Боб приподнялся, сел и полез в свой рюкзак.
– Давай пожрем, – миролюбиво предложил он.
– Не хочу, – хмуро ответил Баженов. – Аппетита нет, и запах здесь противный. С болота, что ли, тянет?
Боб потянул носом.
– Ничего не чую. Прелью, правда, пахнет, так это дерево подгнивает, обычный запах, лесной… Давай, присоединяйся, нечего депрессняк разводить. Никто не обещал, что все сразу найдется и получится…
В это время налетел ветерок, и странный, тошнотворный запах стал чувствоваться уже отчетливо. Они переглянулись.
– Фу, – поморщился Баженов. – Это откуда так прет?
Боб привстал, огляделся, и Баженов вдруг увидел, как он побледнел.
– Леха, – дрогнувшим голосом сказал Боб. – Леха, а ведь это трупом пахнет!
Они снова переглянулись и, не сговариваясь, уставились в ту сторону, где гомонили вороны.
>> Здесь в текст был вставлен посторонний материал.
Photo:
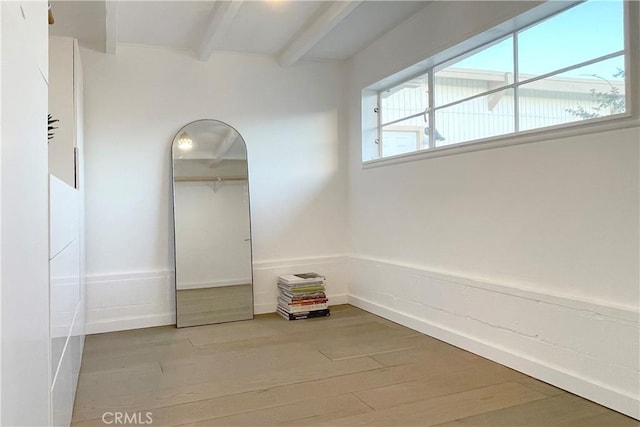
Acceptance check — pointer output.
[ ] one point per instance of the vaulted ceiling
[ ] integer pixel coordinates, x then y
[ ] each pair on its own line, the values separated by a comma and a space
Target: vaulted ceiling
287, 30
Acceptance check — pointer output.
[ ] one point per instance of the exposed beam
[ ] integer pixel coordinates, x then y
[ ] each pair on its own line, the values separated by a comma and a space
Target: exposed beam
220, 20
111, 26
314, 31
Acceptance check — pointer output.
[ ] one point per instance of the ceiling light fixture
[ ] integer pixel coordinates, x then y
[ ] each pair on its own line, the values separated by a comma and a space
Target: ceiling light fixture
185, 142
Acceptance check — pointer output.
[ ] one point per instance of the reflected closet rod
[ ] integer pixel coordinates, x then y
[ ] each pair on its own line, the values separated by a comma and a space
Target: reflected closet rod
209, 178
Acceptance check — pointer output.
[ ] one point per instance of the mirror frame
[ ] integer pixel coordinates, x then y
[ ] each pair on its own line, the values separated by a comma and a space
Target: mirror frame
173, 213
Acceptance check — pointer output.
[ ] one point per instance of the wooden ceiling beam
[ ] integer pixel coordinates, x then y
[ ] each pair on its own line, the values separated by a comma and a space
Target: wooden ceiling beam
315, 31
111, 26
220, 19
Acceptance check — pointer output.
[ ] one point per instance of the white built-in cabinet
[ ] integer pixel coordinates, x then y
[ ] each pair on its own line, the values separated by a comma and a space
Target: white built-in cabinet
66, 216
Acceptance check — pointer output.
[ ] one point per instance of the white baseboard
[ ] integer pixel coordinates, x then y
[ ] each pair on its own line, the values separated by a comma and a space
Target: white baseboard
137, 322
587, 348
117, 302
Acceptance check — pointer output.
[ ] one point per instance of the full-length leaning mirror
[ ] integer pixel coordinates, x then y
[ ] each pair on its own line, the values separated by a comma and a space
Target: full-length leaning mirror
212, 225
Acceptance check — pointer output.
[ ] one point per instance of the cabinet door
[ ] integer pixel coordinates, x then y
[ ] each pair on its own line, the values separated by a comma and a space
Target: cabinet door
62, 162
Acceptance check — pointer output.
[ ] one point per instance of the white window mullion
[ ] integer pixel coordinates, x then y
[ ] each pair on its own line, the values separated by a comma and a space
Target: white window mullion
431, 109
516, 87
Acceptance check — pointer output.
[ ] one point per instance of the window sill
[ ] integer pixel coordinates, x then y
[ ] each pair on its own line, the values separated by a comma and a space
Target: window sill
525, 137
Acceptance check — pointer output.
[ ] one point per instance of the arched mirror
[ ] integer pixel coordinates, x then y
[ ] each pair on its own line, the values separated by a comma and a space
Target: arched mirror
212, 225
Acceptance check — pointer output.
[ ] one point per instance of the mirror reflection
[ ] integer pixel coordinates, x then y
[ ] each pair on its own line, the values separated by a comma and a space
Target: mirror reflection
212, 225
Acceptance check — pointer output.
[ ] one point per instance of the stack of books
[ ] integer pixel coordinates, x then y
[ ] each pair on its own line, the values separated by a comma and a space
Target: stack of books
302, 296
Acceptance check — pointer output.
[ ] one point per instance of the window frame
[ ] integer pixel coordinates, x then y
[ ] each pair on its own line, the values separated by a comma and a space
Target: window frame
511, 28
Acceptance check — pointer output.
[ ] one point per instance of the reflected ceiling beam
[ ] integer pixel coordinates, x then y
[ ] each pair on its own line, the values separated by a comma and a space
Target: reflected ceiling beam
314, 31
224, 147
111, 26
220, 20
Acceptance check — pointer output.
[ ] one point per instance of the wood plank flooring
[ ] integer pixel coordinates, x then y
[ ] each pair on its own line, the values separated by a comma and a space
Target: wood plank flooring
350, 369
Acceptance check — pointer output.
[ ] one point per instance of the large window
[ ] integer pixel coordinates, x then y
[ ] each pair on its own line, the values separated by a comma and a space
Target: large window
564, 70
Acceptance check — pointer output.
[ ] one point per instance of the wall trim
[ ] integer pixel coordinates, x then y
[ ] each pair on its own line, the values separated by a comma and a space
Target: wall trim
509, 352
294, 262
136, 322
122, 301
620, 311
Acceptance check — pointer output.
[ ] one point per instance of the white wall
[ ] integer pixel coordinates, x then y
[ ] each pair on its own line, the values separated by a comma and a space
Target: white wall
136, 101
528, 255
24, 276
212, 234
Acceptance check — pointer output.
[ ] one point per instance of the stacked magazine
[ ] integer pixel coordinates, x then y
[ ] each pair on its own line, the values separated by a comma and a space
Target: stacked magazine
302, 296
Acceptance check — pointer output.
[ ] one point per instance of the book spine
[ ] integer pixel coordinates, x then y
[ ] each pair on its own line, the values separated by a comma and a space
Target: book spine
305, 308
304, 315
299, 301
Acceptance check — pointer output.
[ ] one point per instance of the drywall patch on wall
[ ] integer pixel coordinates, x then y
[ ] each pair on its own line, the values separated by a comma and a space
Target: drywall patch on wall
118, 302
539, 334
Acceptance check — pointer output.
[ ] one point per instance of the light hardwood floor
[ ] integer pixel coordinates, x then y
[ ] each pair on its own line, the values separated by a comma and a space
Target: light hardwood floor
350, 369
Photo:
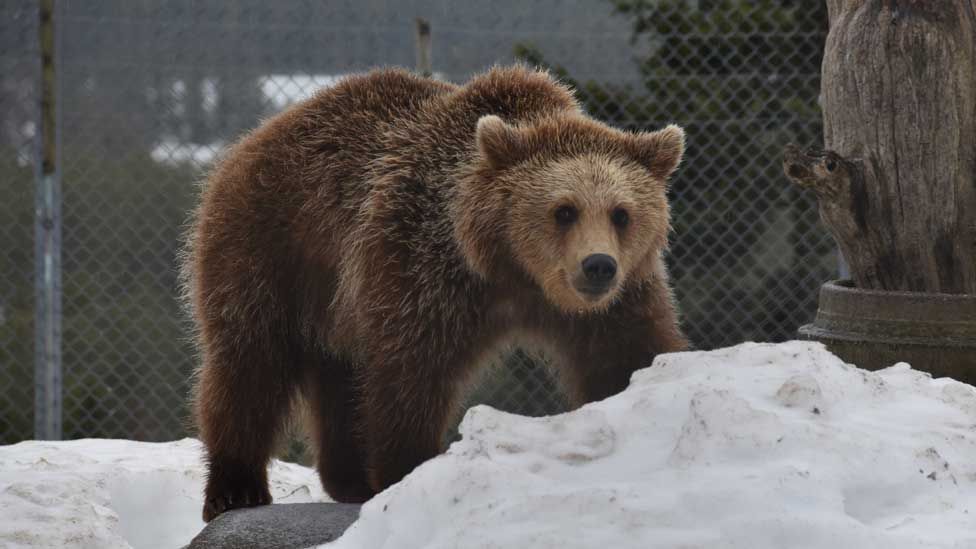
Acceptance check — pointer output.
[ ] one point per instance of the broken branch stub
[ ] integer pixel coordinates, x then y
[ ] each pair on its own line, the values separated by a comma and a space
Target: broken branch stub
899, 107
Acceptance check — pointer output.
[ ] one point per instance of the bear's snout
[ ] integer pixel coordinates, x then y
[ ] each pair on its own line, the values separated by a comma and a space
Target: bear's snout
598, 271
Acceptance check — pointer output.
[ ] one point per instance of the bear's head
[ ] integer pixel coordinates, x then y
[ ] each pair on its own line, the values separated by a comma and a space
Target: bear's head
579, 207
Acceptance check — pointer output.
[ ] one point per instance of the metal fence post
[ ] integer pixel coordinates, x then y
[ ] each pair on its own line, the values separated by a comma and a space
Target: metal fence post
47, 246
424, 66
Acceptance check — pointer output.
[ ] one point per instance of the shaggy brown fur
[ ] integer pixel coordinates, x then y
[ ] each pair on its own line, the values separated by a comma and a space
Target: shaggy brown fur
368, 247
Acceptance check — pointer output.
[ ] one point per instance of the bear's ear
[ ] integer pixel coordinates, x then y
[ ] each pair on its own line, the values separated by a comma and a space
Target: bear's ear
660, 151
500, 143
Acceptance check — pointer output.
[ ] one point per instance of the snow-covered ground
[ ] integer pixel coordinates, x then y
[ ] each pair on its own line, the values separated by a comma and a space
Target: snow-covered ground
755, 446
109, 494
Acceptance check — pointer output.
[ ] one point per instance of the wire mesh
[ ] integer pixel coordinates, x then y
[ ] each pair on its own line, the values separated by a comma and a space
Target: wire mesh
151, 91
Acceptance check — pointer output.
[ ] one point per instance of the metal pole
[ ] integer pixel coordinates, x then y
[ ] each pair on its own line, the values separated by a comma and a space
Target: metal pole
423, 47
47, 247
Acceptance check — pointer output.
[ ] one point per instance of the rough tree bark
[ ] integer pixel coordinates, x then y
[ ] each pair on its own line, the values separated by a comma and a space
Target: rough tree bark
897, 183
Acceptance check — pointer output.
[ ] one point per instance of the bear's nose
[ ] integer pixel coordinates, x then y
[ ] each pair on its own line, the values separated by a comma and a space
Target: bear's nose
599, 268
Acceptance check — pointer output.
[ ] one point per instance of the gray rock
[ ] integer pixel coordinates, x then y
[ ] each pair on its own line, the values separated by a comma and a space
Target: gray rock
280, 526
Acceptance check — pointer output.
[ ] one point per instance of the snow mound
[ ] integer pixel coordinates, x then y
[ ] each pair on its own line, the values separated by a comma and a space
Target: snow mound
116, 493
754, 446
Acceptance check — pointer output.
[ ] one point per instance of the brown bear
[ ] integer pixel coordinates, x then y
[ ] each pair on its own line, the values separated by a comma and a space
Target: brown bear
369, 247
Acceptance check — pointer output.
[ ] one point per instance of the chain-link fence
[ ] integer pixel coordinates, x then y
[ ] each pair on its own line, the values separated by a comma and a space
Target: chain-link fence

– Там… – одновременно произнесли они.
Несколько минут парни молчали и не трогались с места.
– Пойдем, – наконец сказал Баженов. – Что мы, не мужики, что ли?
Они встали и двинулись туда, где буйствовало вороньё.
– Если там вороны, значит никого нет, – сказал Баженов, стараясь этой странной, нелогичной фразой подбодрить то ли себя, то ли Боба.
И тот его понял, поддакнул:
– Никого, кроме ворон и… трупа.
Они подходили к неглубокой ложбинке, заросшей кустами. С каждым шагом все сильнее чувствовался тяжелый запах, и все оглушительнее звучал адский хор вороньего пиршества.
Боб подобрал суковатую ветку и швырнул в кусты. Стая черных птиц, суматошно хлопая крыльями и хрипло крича, взмыла в воздух и расселась на ветках ближайших деревьев. Боб и Баженов спустились в ложбинку и, стараясь пореже дышать, осторожно раздвинули руками ветки кустов.
Там лежало женское тело. Изуродованное смертью, исклеванное воронами и все же узнаваемое…
Баженов издал горлом сдавленный звук, зажимая руками рот, выбрался из ложбинки и опрометью кинулся к ближайшим кустам. Боб, немного погодя вылезший следом, слышал, как его рвало. Сам он, бледный до синевы, стоял и ждал…
Баженов выбрался из кустов и, тяжело дыша, прошел мимо Боба. Вытащил из рюкзака бутылку с водой, прополоскал рот, плеснул несколько пригоршней воды в лицо. Выдрав футболку из-за пояса штанов, вытер ею лицо.
– Это Натали… – хрипло сказал он, повернувшись к Бобу. – Это Наташка Земляникина…
Боб присвистнул.
– Как это ты понял? – с сомнением спросил он. – Там, по-моему, и мать родная не узнает…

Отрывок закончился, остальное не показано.